Biden melihat bahwa janji-janji kampanyenya sejalan dengan visi dan misi Paus Fransiskus. Seperti yang diketahui, sejak kepemimpinannya pada Maret 2013, Paus Fransiskus telah mencoba menjalin hubungan antara Gereja Katolik dengan agama lain, tetapi upaya itu bertentangan dengan kebijakan Presiden Donald Trump tentang imigrasi dan perubahan iklim.

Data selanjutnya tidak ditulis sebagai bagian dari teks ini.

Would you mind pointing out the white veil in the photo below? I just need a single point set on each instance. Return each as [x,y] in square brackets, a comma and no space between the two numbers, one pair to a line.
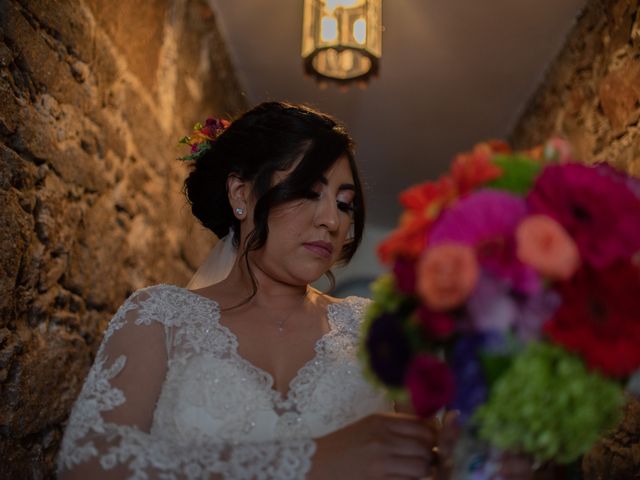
[217,265]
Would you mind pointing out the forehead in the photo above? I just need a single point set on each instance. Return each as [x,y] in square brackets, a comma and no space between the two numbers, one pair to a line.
[340,171]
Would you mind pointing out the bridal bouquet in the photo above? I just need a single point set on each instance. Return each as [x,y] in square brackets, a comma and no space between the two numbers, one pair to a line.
[514,298]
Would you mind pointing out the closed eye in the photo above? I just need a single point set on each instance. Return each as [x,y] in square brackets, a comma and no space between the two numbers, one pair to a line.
[346,207]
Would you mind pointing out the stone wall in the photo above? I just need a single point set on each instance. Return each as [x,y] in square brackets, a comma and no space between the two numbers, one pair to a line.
[93,96]
[591,93]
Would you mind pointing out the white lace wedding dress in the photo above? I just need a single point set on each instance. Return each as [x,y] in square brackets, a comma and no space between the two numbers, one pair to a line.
[170,397]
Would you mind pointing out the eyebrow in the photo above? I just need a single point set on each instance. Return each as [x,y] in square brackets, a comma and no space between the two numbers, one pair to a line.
[344,186]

Di Abu Dhabi, 4 Pebruari 2019, Paus Fransiskus dan Imam Besar Al-Azhar, Ahmad Al-Tayyeb menanda-tangani sebuah dokumen yang dikenal dengan nama Human Fraternity (Persaudaraan Manusia), sebuah dokumen yang gagasan utamanya mengusung impian tentang perdamaian dunia dan hidup bersama di tengah dunia yang dicoraki dengan pelbagai perbedaan. Setahun kemudian, ketika pandemic covid 19 tengah menghantui semesta raya, 3 Oktober 2020, Paus Fransiskus menanda-tangani ensiklik Fratelli Tutti (Semua Bersaudara) di Kota Asisi. Impian Abu Dhabi terbaca pula dengan benderang dalam Fratelli Tutti. Dengan rumusan yang amat singkat bisa dikatakan bahwa misi utama Fratelli Tutti adalah mendorong keinginan akan persaudaraan dan persahabatan sosial dengan terciptanya satu keluarga umat manusia” di mana setiap manusia merupakan “saudara dan saudari dari semua manusia”.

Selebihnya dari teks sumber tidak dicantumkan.